La Chambre du notaire

Publié le par GOIDH

C’est arrivé par la poste, ce matin. Expédiée par Maître ***, notaire dans la capitale, me priant de venir au plus tôt, la lettre était expéditive, lapidaire même. Cela avait un rapport avec Gaspard. Il fallut donc que je prenne cela comme des nouvelles de mon écrivain, les premières depuis qu’il m’avait foutu à la porte de sa chambre, il y a tout juste une semaine.

Depuis le temps, je commençais à connaître le bonhomme. Et je l’imaginais mal faire appel aux services d’un notaire. Bien entendu, je m’y dirigeai quand même à ce rendez-vous, servi dans mon vieux costume, comme un chat dans la corde qui l’étrangle.

C’était une petite porte en vieux bois qui ne payait pas de mine.
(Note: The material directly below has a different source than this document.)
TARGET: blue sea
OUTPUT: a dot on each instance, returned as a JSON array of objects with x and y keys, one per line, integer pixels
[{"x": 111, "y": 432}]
Sur le mur, une plaque dorée indiquait « Maître ***, notaire ». Ce fut une secrétaire identique à la mienne qui m’accueillit et me demanda d’attendre dans la salle d’attente. Enfin, c’était juste quelques chaises à côté de l’entrée. Sur une table, quelques journaux, l’un annonçant la morte de Mao, l’autre, l’arrivée de la couleur à la télévision et le troisième, l’absolution de la peine de mort en France. Les magazines, eux, parlaient de la Haute Volta et de l’URSS, pays aujourd’hui disparus. Les mots fléchés, évidemment, avaient passé la date de péremption depuis belle lurette. A la définition « nouveau président de la république », on ne trouvait que quatre cases remplies du mot « Coty ». « Champion du monde de Formule 1 » était suivi de « Fangio » et le « présentateur télé préféré des Français était « Zitrone ».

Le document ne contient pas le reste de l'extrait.